3.12 binary tree and heap
Binary tree
Definition of tree: a tree is a finite set of n (n > = 0) nodes. When n=0, it is called an empty tree.
In any non empty tree:
(1) There is only one specific node called root;
(2) When n > 1, the other nodes can be divided into m (M > 0) disjoint finite sets T1, T2 Tn,
Each set itself is a tree and is called the subtree of the root.
In addition, the definition of tree also needs to emphasize the following two points:
(1) When n > 0, the root node is unique, there can be no multiple root nodes, and the tree in the data structure can only have one root node.
(2) When m > 0, there is no limit on the number of subtrees, but they must be disjoint.
For any tree containing N nodes, there are and only n-1 edges.
A binary tree is a tree structure in which each node has at most two subtrees.
Subtrees are usually called "left subtree" and "right subtree".
Binary tree is often used to implement binary lookup tree and binary heap.

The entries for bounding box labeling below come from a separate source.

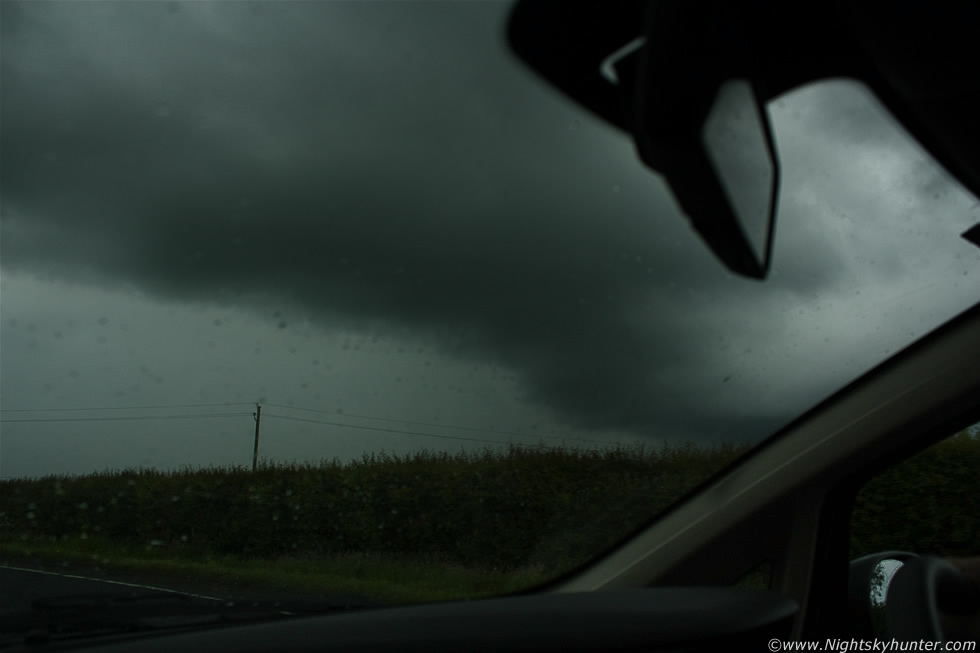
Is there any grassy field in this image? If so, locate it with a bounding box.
[0,538,547,604]
[0,434,980,603]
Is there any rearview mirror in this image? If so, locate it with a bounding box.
[632,1,779,279]
[701,79,779,276]
[508,0,779,279]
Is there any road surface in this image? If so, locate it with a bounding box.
[0,556,373,614]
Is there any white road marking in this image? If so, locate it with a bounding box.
[0,565,226,601]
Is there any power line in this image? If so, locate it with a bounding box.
[263,412,545,447]
[0,401,252,413]
[264,403,609,444]
[0,413,252,424]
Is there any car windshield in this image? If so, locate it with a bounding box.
[0,1,980,603]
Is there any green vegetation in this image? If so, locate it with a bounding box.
[0,435,980,602]
[851,431,980,557]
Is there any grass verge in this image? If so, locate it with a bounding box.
[0,538,548,604]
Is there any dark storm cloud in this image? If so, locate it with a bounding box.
[0,2,976,444]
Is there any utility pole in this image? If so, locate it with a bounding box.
[252,404,262,472]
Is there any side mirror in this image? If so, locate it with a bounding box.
[847,551,917,639]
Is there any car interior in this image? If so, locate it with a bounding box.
[1,0,980,652]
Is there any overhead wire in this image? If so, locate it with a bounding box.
[262,403,609,444]
[262,414,544,447]
[0,401,255,413]
[0,413,252,424]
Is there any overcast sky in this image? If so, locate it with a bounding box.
[0,1,980,478]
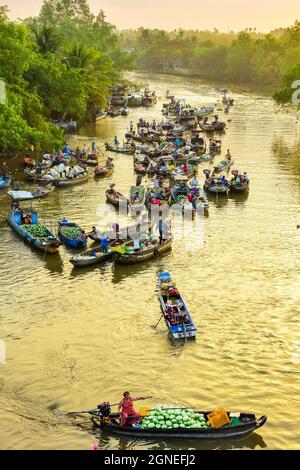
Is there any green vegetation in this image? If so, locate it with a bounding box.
[122,21,300,103]
[0,0,132,155]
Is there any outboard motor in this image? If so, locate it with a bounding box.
[97,401,111,418]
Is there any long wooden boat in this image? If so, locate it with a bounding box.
[53,172,90,188]
[158,272,197,339]
[6,209,60,253]
[0,176,11,189]
[229,180,250,194]
[58,220,87,249]
[129,186,147,211]
[105,189,128,207]
[96,111,107,122]
[78,154,98,166]
[199,121,226,132]
[88,215,149,243]
[105,144,135,155]
[70,240,120,268]
[88,403,267,441]
[214,158,234,173]
[204,180,229,195]
[7,185,55,201]
[95,165,114,178]
[113,238,172,264]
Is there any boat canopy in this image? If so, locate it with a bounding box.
[7,191,33,201]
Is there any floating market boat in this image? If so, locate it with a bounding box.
[70,240,121,268]
[158,272,197,339]
[105,189,128,207]
[95,165,114,178]
[7,185,55,201]
[78,153,98,166]
[7,208,60,253]
[113,236,172,264]
[23,157,36,168]
[58,219,87,249]
[0,176,11,189]
[129,186,147,211]
[204,178,229,195]
[53,171,90,188]
[214,158,234,173]
[229,180,250,194]
[85,402,267,441]
[96,111,107,122]
[105,144,135,155]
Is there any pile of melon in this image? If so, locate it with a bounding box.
[141,406,210,429]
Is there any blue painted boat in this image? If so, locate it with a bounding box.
[0,176,11,189]
[58,219,87,249]
[6,208,60,253]
[158,272,197,340]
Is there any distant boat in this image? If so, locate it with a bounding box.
[6,208,60,253]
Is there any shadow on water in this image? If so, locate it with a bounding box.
[92,430,267,451]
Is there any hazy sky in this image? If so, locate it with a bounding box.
[0,0,300,31]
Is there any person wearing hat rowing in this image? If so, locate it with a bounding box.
[118,392,151,427]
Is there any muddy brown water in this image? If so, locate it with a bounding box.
[0,75,300,449]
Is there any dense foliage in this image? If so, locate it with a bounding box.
[122,22,300,102]
[0,0,131,154]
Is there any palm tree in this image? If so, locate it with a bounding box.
[33,25,59,54]
[66,42,95,70]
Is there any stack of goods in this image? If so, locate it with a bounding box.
[141,406,211,429]
[130,186,145,203]
[22,224,51,238]
[60,225,81,240]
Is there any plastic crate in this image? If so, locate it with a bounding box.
[207,408,230,428]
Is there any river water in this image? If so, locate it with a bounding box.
[0,71,300,449]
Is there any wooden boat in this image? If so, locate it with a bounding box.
[96,111,107,122]
[214,158,234,173]
[6,208,60,253]
[113,238,172,264]
[88,215,149,243]
[0,176,11,189]
[58,219,87,249]
[23,157,36,168]
[134,162,149,175]
[158,272,197,339]
[78,153,98,166]
[7,185,55,201]
[70,240,121,268]
[105,189,128,207]
[87,402,267,441]
[229,180,250,194]
[129,186,146,210]
[105,144,135,155]
[204,179,229,195]
[171,164,198,181]
[199,121,226,132]
[95,165,114,177]
[53,172,89,188]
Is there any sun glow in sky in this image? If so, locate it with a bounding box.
[0,0,300,32]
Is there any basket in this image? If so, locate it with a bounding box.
[138,407,152,418]
[207,408,230,428]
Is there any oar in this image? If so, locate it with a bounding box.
[67,403,119,415]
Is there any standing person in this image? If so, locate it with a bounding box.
[118,392,150,427]
[135,175,143,186]
[100,233,108,253]
[82,144,87,158]
[13,179,20,191]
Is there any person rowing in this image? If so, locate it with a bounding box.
[118,392,151,427]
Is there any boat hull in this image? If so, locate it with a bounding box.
[6,216,60,254]
[90,411,267,441]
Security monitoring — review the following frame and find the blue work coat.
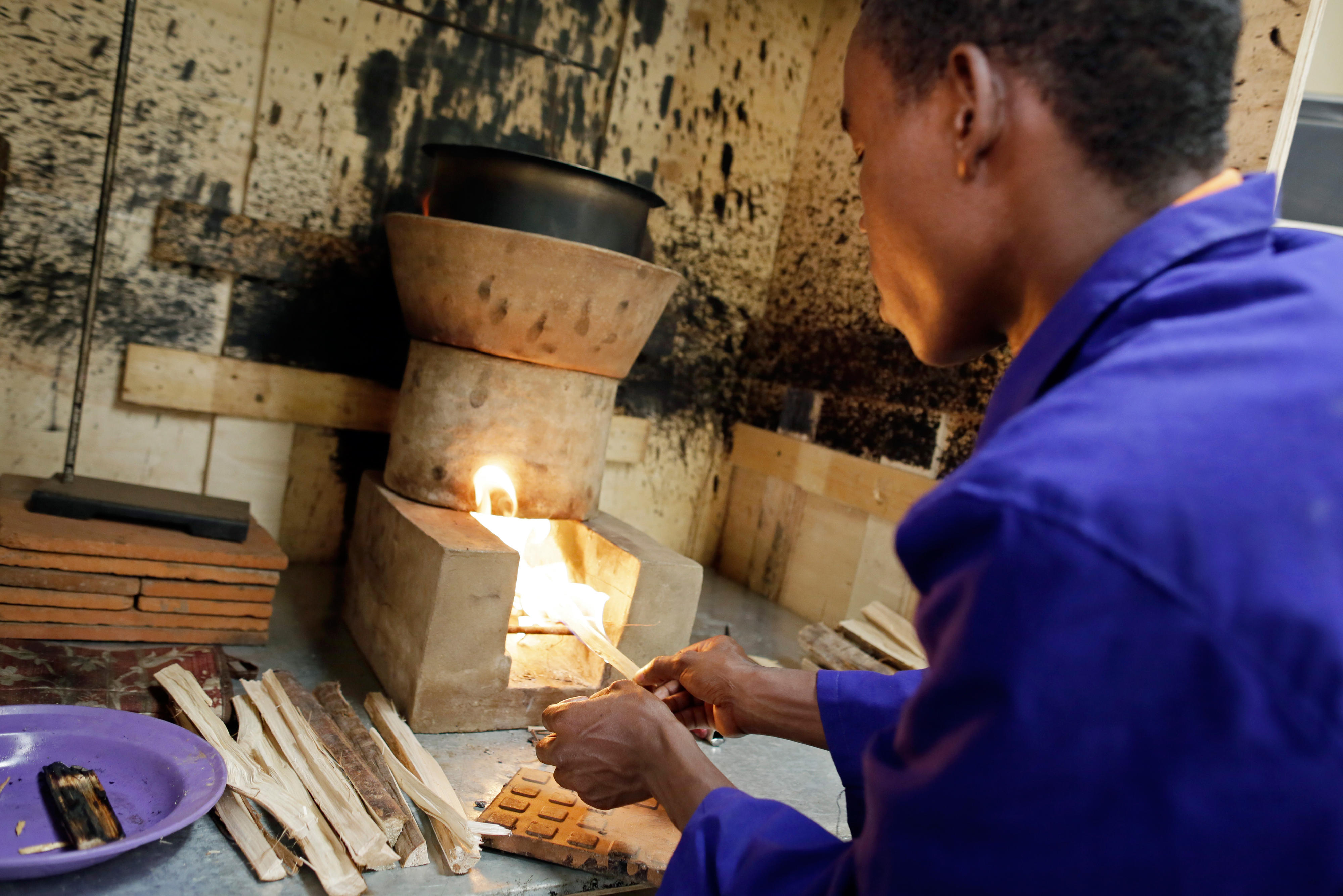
[661,176,1343,896]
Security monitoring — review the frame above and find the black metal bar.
[364,0,602,75]
[60,0,136,482]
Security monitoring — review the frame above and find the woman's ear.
[945,43,1006,184]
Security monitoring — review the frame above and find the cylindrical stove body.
[385,340,619,520]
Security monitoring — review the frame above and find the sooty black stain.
[633,0,667,48]
[207,180,234,212]
[658,75,676,118]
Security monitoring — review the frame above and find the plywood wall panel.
[0,0,270,492]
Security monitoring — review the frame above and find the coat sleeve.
[662,499,1272,896]
[817,669,923,836]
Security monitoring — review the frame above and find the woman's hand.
[536,681,732,828]
[634,635,826,748]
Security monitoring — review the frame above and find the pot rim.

Binary tree is defined recursively, and its nodes are divided into left and right subtrees. Logically, binary tree has five basic forms:
(1) Empty binary tree
(2) Binary tree with only one root node
(3) Only left subtree
(4) Only right subtree
(5) Complete binary tree
Type of binary tree
(1) Full binary tree - a binary tree in which each node has left and right cotyledons except leaf nodes, and the leaf nodes are at the bottom.
From the perspective of graphic form, the full binary tree is a triangle in appearance.
Mathematically, the number of nodes in each layer of a full binary tree forms an equal ratio sequence with a first term of 1 and a common ratio of 2.
Therefore, the full binary tree satisfies the following properties from the formula of the equal ratio sequence.
- The total number of points of a full binary tree with K layers is: \ (2^k − 1 \). Therefore, the number of nodes in a full binary tree must be odd.
- The number of nodes on layer i is: \ (2^i − 1 \)
- The number of leaf nodes (i.e. the last layer) of a full binary tree with K layers: \ (2^k − 1 \)
(2) Complete binary tree - if the height of the binary tree is h, the number of nodes in other layers (1 ~ h-1) reaches the maximum except layer H,
Layer h has leaf nodes, and leaf nodes are arranged from left to right, which is a complete binary tree.
- All leaf nodes appear in layer K or k-1 (the two largest layers)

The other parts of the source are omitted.